Bhartiya Krishi Anusandhan Patrika, volume 38 issue 4 (december 2023) : 349-355

Growing Green: Sustainable Agriculture Meets Precision Farming: A Review

S. Kayastha1, A. Behera1, J.P. Sahoo1,*, M. Mahapatra1
1Faculty of Agriculture and Allied Sciences, C.V. Raman Global University, Bhubaneswar-752 054, Odisha, India.
  • Submitted03-12-2023|

  • Accepted16-01-2024|

  • First Online 18-01-2024|

  • doi 10.18805/BKAP697

Cite article:- Kayastha S., Behera A., Sahoo J.P., Mahapatra M. (2024). Growing Green: Sustainable Agriculture Meets Precision Farming: A Review . Bhartiya Krishi Anusandhan Patrika. 38(4): 349-355. doi: 10.18805/BKAP697.
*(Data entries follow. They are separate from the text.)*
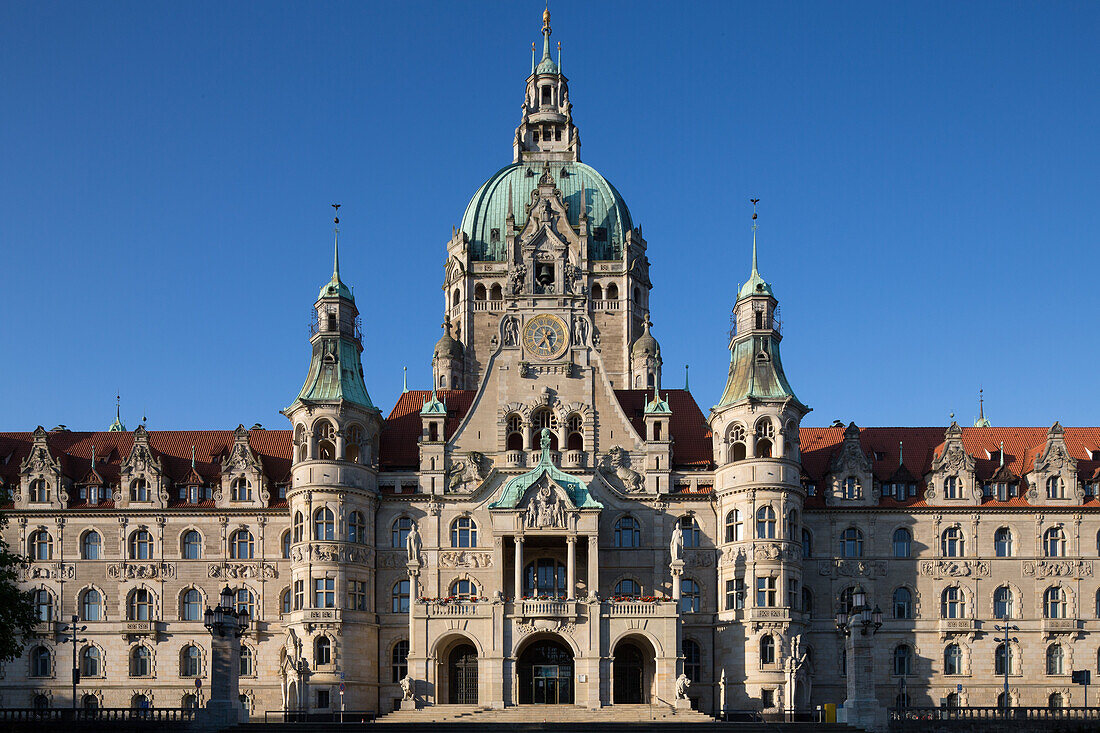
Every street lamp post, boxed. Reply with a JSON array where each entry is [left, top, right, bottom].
[[61, 614, 88, 710]]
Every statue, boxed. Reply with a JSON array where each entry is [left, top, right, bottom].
[[405, 524, 420, 562], [669, 522, 684, 562], [677, 672, 691, 700]]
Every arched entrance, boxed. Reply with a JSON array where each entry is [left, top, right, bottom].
[[516, 638, 573, 705], [447, 644, 477, 705]]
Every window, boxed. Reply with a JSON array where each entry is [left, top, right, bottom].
[[30, 529, 54, 560], [894, 527, 913, 557], [757, 504, 776, 539], [80, 588, 103, 621], [757, 576, 776, 609], [993, 586, 1012, 619], [613, 515, 641, 547], [348, 512, 366, 545], [726, 510, 745, 543], [941, 527, 966, 557], [127, 588, 153, 621], [130, 645, 153, 677], [840, 527, 864, 557], [80, 646, 103, 677], [130, 529, 153, 560], [179, 588, 202, 621], [1046, 644, 1066, 675], [348, 580, 366, 611], [31, 646, 53, 677], [1043, 586, 1066, 619], [944, 644, 963, 675], [80, 529, 103, 560], [389, 638, 409, 683], [615, 578, 641, 598], [314, 506, 337, 541], [894, 644, 913, 676], [389, 516, 413, 549], [760, 634, 776, 667], [893, 586, 913, 619], [451, 516, 477, 547], [682, 638, 703, 682], [939, 586, 966, 619], [314, 634, 332, 669], [1043, 527, 1066, 557], [180, 644, 202, 677], [680, 578, 702, 613], [229, 529, 255, 560], [392, 580, 409, 613]]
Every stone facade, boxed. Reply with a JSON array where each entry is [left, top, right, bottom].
[[0, 8, 1100, 712]]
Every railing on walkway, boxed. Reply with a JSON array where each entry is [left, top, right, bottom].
[[890, 708, 1100, 722], [264, 710, 377, 723], [0, 708, 197, 722]]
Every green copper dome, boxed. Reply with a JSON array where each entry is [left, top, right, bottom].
[[462, 162, 634, 262]]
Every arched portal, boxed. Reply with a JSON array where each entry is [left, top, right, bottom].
[[447, 644, 477, 705], [516, 638, 574, 705]]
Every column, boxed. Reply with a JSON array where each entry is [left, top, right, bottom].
[[565, 537, 576, 598]]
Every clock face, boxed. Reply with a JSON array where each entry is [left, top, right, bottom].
[[524, 314, 569, 359]]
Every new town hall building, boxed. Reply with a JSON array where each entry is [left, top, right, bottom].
[[0, 13, 1100, 713]]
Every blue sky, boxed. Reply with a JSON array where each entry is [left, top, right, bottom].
[[0, 0, 1100, 430]]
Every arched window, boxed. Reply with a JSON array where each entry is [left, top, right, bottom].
[[993, 644, 1016, 676], [130, 529, 153, 560], [680, 578, 702, 613], [757, 504, 776, 539], [80, 529, 103, 560], [314, 506, 337, 541], [127, 588, 153, 621], [613, 515, 641, 547], [31, 646, 53, 677], [1043, 527, 1066, 557], [314, 634, 332, 667], [893, 586, 913, 619], [130, 644, 153, 677], [939, 586, 966, 619], [894, 644, 913, 676], [944, 644, 963, 675], [391, 580, 409, 613], [451, 516, 477, 547], [34, 588, 54, 621], [993, 586, 1012, 619], [615, 578, 641, 598], [348, 512, 366, 545], [760, 634, 776, 666], [389, 516, 413, 549], [179, 644, 200, 677], [840, 527, 864, 557], [726, 510, 745, 543], [179, 588, 202, 621], [893, 527, 913, 557], [229, 529, 255, 560], [451, 578, 477, 600], [1046, 644, 1066, 675], [389, 638, 409, 683], [680, 514, 700, 547], [180, 529, 202, 560], [80, 588, 103, 621], [29, 529, 54, 560], [1043, 586, 1067, 619], [941, 527, 966, 557], [80, 646, 103, 677]]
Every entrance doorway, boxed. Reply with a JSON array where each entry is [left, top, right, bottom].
[[516, 639, 573, 705], [447, 644, 477, 705]]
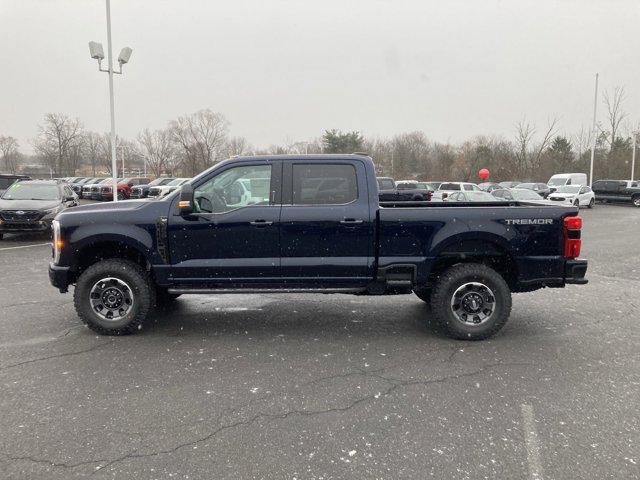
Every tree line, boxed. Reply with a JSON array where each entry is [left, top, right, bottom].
[[0, 88, 640, 181]]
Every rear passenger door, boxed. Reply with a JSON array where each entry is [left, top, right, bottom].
[[280, 160, 375, 287]]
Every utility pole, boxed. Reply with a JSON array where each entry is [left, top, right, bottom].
[[89, 0, 132, 202], [631, 132, 638, 182], [589, 73, 598, 187]]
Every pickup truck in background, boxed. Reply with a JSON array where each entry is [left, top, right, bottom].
[[49, 154, 587, 340], [592, 180, 640, 207], [376, 177, 433, 202]]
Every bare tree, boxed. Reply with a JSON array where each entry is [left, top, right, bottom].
[[0, 136, 20, 173], [604, 87, 627, 148], [137, 129, 178, 177], [170, 109, 229, 175], [33, 113, 82, 175]]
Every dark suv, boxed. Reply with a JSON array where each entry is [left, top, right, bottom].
[[592, 180, 640, 207], [0, 180, 78, 239]]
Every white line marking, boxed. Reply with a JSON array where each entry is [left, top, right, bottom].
[[0, 242, 51, 251], [521, 404, 542, 480]]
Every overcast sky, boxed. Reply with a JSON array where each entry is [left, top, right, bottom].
[[0, 0, 640, 151]]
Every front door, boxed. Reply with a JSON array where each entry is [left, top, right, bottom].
[[280, 160, 375, 287], [168, 161, 282, 284]]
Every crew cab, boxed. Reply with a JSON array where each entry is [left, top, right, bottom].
[[593, 180, 640, 207], [49, 154, 587, 340]]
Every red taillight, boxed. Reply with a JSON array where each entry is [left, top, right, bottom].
[[563, 217, 582, 258]]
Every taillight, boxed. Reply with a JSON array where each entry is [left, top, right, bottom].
[[563, 216, 582, 258]]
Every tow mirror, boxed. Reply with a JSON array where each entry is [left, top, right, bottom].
[[178, 183, 193, 215]]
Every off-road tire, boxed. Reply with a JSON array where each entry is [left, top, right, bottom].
[[73, 258, 156, 335], [431, 263, 511, 340]]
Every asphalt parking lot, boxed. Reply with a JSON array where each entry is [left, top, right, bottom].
[[0, 206, 640, 480]]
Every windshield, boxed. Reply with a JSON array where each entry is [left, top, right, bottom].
[[2, 182, 60, 200], [555, 185, 580, 193], [166, 178, 189, 186], [547, 177, 569, 187], [511, 188, 542, 200]]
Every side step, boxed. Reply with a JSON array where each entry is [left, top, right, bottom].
[[167, 288, 366, 295]]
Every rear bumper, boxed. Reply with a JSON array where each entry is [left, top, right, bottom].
[[564, 259, 589, 285], [49, 262, 71, 293]]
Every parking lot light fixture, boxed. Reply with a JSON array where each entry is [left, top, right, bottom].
[[89, 0, 133, 202]]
Precision farming involves the use of advanced technologies such as the global positioning system (GPS), sensors and data analytics to make informed decisions on crop management. The integration of sustainable agriculture principles with precision farming techniques offers a holistic approach to address the challenges faced by modern agriculture. This review explores the convergence of sustainable agriculture and precision farming practices, aiming to enhance the efficiency, productivity and environmental sustainability of modern farming systems. The review delves into the principles of precision farming, which involves the use of advanced technologies such as GPS, sensors and data analytics to optimize resource use and improve crop yields. The integration of sustainable practices within precision farming frameworks is a central focus, emphasizing the importance of environmental supervision, soil health and biodiversity conservation. This review also highlights the collaboration between cutting-edge agricultural technologies and environment friendly farming practices, illustrating a path forward for the agriculture industry towards a sustainable and resilient nutritional security.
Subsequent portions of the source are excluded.